Die Sinne sind die ersten Fähigkeiten, die sich in uns ausbilden und vervollkommnen. Sie sollten also am meisten gepflegt werden (...).
Die Sinne üben, heißt nicht nur sie gebrauchen, sondern lernen, mit ihrer Hilfe richtig zu urteilen.
 Jean-Jacques Rousseau (1712-1778)
 
Es ist ein Irrtum, zu glauben, dass die sinnliche Wahrnehmung weder geübt noch erweitert werden muss. Das reibungslose Funtkionieren unserer Sinne wird als selbstverständlich betrachtet. Allerdings leben wir heute in einer Welt, in der künstliche Geschmacksstoffe die aus der Natur längst verdrängt haben und Kunststoffgegenstände unseren Lebensalltag bestimmen.
 
Kinder benötigen jedoch ausreichende Möglichkeiten, ihre Sinne zu schulen.

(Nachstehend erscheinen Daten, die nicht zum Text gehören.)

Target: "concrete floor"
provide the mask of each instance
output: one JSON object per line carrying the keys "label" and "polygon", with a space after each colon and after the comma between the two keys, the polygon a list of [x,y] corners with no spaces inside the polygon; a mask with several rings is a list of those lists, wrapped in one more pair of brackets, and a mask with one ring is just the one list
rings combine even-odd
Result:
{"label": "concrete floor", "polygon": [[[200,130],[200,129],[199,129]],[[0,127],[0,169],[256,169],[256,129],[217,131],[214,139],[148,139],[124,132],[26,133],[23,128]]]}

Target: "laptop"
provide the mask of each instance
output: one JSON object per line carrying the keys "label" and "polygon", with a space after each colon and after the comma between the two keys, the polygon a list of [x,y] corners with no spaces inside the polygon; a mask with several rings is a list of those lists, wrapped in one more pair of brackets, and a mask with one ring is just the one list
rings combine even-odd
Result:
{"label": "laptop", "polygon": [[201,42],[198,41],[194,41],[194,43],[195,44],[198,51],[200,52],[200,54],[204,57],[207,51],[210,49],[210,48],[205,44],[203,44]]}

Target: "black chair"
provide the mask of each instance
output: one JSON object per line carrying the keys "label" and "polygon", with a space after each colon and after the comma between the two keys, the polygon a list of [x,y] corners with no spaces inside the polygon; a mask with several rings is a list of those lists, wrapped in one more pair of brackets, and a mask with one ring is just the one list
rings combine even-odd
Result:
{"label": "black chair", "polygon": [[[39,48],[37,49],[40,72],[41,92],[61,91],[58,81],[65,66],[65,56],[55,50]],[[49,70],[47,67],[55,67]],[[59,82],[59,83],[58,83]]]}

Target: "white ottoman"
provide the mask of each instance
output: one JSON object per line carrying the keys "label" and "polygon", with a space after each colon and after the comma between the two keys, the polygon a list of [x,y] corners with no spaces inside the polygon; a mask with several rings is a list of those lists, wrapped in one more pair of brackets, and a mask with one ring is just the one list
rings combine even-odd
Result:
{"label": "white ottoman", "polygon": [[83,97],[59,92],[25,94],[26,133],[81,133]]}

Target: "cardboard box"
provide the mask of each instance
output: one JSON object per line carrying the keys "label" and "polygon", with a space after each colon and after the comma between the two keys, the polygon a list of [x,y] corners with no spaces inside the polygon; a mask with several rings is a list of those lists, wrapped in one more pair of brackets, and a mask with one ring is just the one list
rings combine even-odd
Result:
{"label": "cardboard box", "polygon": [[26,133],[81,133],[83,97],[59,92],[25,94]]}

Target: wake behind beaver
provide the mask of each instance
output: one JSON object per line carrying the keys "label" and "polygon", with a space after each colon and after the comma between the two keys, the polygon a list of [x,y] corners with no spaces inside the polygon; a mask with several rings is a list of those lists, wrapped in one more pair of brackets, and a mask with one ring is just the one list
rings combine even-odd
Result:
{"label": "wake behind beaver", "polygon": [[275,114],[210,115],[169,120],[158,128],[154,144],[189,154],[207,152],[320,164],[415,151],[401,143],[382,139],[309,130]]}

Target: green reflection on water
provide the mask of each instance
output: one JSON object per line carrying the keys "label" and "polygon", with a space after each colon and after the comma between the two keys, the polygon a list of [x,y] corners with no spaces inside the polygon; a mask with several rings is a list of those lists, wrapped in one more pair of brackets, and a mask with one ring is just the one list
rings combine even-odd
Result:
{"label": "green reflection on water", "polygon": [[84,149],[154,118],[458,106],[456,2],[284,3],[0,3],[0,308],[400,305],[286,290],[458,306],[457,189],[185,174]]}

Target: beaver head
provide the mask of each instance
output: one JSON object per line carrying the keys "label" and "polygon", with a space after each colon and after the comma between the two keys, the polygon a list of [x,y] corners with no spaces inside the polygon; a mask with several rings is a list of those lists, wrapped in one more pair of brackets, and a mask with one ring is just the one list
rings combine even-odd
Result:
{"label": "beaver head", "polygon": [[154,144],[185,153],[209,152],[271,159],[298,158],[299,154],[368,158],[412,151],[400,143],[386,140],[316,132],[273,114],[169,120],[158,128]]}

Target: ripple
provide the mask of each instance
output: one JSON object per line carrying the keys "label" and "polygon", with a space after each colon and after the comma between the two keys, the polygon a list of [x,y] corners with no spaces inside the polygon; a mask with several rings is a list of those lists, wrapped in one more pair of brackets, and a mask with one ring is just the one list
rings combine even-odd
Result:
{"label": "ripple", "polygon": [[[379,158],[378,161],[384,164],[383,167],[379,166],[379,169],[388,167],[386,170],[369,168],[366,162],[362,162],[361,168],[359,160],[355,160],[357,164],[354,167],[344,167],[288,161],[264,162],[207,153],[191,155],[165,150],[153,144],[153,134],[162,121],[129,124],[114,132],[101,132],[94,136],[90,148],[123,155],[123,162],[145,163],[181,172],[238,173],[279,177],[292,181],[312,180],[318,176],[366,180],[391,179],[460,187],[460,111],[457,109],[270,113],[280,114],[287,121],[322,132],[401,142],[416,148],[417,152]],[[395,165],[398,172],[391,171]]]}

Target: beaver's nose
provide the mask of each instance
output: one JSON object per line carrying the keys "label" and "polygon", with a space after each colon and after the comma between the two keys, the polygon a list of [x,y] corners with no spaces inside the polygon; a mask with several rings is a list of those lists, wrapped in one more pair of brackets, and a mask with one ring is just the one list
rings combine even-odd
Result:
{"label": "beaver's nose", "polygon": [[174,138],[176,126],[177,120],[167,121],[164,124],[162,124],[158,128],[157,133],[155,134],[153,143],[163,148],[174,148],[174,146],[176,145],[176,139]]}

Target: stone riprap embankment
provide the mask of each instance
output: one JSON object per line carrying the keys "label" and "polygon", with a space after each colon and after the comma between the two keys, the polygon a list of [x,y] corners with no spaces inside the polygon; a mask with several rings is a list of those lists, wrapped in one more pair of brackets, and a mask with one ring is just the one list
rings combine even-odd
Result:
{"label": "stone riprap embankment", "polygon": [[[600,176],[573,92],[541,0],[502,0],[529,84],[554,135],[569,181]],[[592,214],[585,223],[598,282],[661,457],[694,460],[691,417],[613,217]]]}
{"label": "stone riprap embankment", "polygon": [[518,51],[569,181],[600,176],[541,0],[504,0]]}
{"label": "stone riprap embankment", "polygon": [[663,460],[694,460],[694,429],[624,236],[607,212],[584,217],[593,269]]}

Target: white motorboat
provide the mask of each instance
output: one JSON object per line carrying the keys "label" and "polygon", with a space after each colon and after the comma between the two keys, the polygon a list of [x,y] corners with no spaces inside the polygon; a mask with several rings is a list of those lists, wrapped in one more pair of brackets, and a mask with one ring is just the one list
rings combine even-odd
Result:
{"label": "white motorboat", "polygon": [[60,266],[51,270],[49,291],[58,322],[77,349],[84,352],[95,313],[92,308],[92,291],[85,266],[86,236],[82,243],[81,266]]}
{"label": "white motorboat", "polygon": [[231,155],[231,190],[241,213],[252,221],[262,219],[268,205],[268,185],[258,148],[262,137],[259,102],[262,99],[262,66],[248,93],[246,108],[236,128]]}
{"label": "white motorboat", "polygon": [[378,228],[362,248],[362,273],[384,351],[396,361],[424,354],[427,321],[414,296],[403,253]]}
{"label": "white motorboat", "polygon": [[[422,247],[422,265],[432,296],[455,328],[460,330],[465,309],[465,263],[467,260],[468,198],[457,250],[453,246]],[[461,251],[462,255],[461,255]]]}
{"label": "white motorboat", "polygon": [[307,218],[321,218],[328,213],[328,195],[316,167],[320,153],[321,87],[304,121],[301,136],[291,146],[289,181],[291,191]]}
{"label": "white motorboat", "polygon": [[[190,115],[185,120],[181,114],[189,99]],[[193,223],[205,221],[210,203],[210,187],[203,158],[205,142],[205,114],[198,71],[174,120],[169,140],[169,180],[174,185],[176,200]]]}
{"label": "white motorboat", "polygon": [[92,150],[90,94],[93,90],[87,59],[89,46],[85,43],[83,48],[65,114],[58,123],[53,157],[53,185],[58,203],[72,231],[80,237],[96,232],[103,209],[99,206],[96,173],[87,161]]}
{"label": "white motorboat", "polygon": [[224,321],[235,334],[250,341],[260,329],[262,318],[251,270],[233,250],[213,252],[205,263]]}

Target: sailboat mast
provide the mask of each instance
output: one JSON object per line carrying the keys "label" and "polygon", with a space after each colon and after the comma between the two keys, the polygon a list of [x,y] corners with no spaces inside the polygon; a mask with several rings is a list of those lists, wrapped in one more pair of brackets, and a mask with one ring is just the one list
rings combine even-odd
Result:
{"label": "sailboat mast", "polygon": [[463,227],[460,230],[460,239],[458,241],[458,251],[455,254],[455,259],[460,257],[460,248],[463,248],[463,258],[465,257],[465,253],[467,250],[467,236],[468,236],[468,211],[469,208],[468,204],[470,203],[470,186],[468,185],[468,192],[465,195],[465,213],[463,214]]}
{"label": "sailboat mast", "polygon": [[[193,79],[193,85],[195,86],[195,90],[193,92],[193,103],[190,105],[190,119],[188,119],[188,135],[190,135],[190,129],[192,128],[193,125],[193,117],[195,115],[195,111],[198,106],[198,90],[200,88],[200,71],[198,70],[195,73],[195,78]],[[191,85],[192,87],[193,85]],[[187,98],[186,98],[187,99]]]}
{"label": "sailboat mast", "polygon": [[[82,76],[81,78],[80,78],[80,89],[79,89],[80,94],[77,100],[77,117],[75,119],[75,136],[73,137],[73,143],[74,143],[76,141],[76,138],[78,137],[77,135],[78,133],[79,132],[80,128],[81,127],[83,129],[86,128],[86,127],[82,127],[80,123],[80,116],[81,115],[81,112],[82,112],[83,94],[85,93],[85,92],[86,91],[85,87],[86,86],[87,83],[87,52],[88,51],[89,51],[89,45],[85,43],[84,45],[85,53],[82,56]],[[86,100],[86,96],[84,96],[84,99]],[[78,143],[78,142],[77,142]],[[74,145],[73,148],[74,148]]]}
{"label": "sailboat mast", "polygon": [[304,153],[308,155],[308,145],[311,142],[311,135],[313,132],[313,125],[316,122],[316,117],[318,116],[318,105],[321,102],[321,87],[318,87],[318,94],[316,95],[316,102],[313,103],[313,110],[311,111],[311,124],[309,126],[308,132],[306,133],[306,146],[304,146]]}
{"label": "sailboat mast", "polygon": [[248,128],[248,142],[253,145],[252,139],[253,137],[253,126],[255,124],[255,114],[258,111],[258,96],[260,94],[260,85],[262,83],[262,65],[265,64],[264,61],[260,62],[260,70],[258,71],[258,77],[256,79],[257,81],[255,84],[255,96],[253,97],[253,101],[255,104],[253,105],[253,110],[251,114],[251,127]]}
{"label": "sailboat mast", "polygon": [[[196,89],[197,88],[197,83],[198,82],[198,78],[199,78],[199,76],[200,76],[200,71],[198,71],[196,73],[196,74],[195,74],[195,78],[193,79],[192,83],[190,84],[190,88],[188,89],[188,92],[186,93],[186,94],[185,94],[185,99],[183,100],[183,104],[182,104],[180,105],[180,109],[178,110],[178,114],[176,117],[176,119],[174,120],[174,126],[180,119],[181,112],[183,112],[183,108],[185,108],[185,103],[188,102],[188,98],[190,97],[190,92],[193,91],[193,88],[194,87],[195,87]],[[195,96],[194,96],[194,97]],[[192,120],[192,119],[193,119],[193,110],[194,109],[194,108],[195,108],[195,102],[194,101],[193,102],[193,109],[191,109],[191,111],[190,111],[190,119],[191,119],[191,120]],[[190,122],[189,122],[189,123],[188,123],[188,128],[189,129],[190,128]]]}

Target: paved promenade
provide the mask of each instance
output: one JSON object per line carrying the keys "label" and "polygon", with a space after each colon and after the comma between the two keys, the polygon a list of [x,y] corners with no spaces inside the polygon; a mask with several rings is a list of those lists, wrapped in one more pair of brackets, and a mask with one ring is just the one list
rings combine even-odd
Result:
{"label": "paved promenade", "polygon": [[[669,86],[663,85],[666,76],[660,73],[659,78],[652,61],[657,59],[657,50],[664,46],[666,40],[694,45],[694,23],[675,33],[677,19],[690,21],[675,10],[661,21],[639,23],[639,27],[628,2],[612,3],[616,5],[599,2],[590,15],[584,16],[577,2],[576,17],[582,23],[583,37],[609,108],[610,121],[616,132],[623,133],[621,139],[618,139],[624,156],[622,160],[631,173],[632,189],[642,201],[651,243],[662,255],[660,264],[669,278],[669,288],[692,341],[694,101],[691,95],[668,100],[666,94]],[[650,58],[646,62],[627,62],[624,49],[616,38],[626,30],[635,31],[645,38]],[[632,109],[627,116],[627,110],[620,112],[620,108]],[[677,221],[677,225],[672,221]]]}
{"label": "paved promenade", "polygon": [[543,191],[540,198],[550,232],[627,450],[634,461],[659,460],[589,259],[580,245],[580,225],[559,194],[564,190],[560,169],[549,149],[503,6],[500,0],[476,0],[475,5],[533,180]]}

Hier bietet sich der Bereich der Ernährungserziehung an.
 
Wie in allen Lebensbereichen spielt auch im Kindergarten das Essen und Trinken eine wichtige Rolle. Dies gilt vor allem für Einrichtungen, in denen Kinder mehrere Mahlzeiten - Frühstück, Mittagessen und Nachmittagsmahlzeit - zu sich nehmen. In  fast allen Kindertageseinrichtungen ist das inzwischen der Fall.
 
Das Vorschulalter ist ein besonders Erfolg versprechender Zeitpunkt für die Ernährungserziehung. Kinder in diesem Alter eignen sich ihr Ernährungsverhalten noch auf der emotional-pragmatischen Ebene an, wobei die Bezugspersonen aufgrund ihrer Vorbildfunktion eine prägende Wirkung ausüben. Wenn Kinder in den Kindergarten kommen, haben sie bereits eine Prägung durch die familiäre Ernährungsweise erfahren. Ihr Ernährungsverhalten ist allerdings noch nicht so gefestigt, dass es im Kindergarten nicht verändert werden könnte.
 
Unser Verhalten im Allgemeinen, aber besonders unser Ernährungsverhalten wird nachhaltig von den Ereignissen beeinflusst, die es auslöst. Positive Konsequenzen stabilisieren es, negative unterdrücken es. Ein guter Geschmack (z.B. süß) ist ein starkes Motiv. Die Androhung, dass beim Verzehr von zu vielen Süßigkeiten Karies entsteht, ist für Kinder als negative Konsequenz so weit weg, dass dieser Appell ins Leere laufen muss.
 
Besser ist es, die Kinder mit allen Sinnen natürliche Lebensmittel erfahren zu lassen, um so ein positives Ernährungsverhalten zu fördern.
 
Wenn wir mit einem Lebensmittel konfrontiert werden, so prüfen wir es zunächst durch unseren Sehsinn und untersuchen, ob dessen äußeren Merkmale auf Genießbarkeit hinweisen und die Lust zum Essen anregen.
Nach der visuellen Beurteilung erfolgt in der Regel die taktile Prüfung. Dabei wird das Lebensmittel mit den Händen hinsichtlich seiner Oberflächenbeschaffenheit, seines Gewichtes, seiner Konsistenz und seines Reifezustandes untersucht.
Haben wir bis dahin keine negativen Eigenschaften entdeckt, schließt sich eine Überprüfung der geruchlichen Eigenschaften an. Erst wenn die "Geruchsprobe" bestanden ist, beginnt die eigentliche Nahrungsaufnahme.
 
Auch beim  Essen selbst spielen die verschiedenen Sinnessysteme eine Rolle. Um den Gesamteindruck eines Lebensmittels wahrnehmen zu können, benötigen wir unseren Geschmackssinn in Kombination mit unserem Geruchssinn genauso wie den Tastsinn, den Hörsinn oder die Temperaturempfindung usw.
 
Um Kindern einen Anreiz zur Erkundung von Lebensmitteln mit all ihren Sinnen zu geben, eignet sich ein Sinnesparcours hervorragend. Dieses Projekt wird in einem eigenständigen Kapitel beschrieben.